If you’ve done any kind of estate planning, you’ve likely heard about probate. Or perhaps one of your friends has dealt with this process in court. Probate has a reputation for being lengthy, onerous, expensive, and emotionally draining, so it's no surprise why people worry about and fear it. Yet learning more about probate can demystify some of the confusing details. This following brief outline can help you understand why probate is often lengthy, costly, and dreaded by almost everyone.
Probate is a legal process with two objectives: validating a deceased person’s will and settling his or her estate. The probate court must first make sure that the person's will passes legal muster. Next, an assigned executor will oversee the estate's settlement. That includes identifying and paying creditors along with filing tax returns. Finally, the executor must distribute the remaining assets to the legitimate heirs.
Probate usually takes about nine months to complete. Keep in mind, however, that larger estates take more time to settle. The absence of a valid will or relatives contesting the will can complicate matters even further. If the decedent didn’t keep complete financial records, locating assets and verifying debts may take extra time and effort. Any of these factors could drag probate out to two years or more.

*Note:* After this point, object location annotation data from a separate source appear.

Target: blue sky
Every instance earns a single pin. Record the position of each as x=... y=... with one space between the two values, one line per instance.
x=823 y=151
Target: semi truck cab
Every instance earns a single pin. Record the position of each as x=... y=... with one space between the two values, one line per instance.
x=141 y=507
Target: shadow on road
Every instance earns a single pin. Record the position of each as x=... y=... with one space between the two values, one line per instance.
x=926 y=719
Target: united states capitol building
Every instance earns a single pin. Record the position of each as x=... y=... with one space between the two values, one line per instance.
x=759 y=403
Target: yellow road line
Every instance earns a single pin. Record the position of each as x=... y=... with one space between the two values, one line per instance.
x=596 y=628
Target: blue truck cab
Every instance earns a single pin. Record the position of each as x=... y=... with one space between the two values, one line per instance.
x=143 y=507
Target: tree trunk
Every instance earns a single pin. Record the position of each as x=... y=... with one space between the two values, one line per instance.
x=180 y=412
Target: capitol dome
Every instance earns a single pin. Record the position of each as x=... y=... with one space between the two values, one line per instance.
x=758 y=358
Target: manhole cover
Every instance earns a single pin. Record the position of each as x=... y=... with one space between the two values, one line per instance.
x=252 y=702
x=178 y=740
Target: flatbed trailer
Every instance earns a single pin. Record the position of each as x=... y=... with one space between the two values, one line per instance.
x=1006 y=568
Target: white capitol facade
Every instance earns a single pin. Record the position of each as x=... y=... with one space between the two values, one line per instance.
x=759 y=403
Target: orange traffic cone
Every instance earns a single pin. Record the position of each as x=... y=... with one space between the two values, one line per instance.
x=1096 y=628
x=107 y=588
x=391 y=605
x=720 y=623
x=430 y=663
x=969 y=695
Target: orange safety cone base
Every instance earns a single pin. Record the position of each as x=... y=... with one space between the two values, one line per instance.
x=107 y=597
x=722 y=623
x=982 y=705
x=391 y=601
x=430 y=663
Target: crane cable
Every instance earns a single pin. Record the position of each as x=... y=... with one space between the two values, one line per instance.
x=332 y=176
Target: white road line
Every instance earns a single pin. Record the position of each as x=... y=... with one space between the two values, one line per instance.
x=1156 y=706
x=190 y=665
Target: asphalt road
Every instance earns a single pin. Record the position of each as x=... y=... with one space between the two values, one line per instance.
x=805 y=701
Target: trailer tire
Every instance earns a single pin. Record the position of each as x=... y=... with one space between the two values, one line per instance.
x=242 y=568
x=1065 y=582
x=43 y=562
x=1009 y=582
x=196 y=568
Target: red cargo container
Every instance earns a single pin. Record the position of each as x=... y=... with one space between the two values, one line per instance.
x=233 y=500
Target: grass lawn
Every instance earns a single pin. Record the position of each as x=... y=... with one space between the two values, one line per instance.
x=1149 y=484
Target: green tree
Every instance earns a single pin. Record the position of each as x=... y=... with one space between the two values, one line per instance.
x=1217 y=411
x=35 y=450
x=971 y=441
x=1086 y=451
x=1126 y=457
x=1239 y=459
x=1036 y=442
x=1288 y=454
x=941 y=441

Every estate is different, requiring unique approaches and legal expertise. That’s why estimating the cost of probate can be a little difficult. Generally speaking, expenses can increase with longer and more complex estates. With probate's potential complexities and issues involved, a probate attorney is recommended. Many families pay between $5,000 and $10,000 in legal fees.
Throughout our lives, we collect both assets and debts. The probate process evolved to handle people’s estates. Probate courts handle authenticating wills, while executors pay off debts and distribute assets. Many factors can affect how long probate takes and how much it costs. Good planning strategies and expertise are key to navigating the process.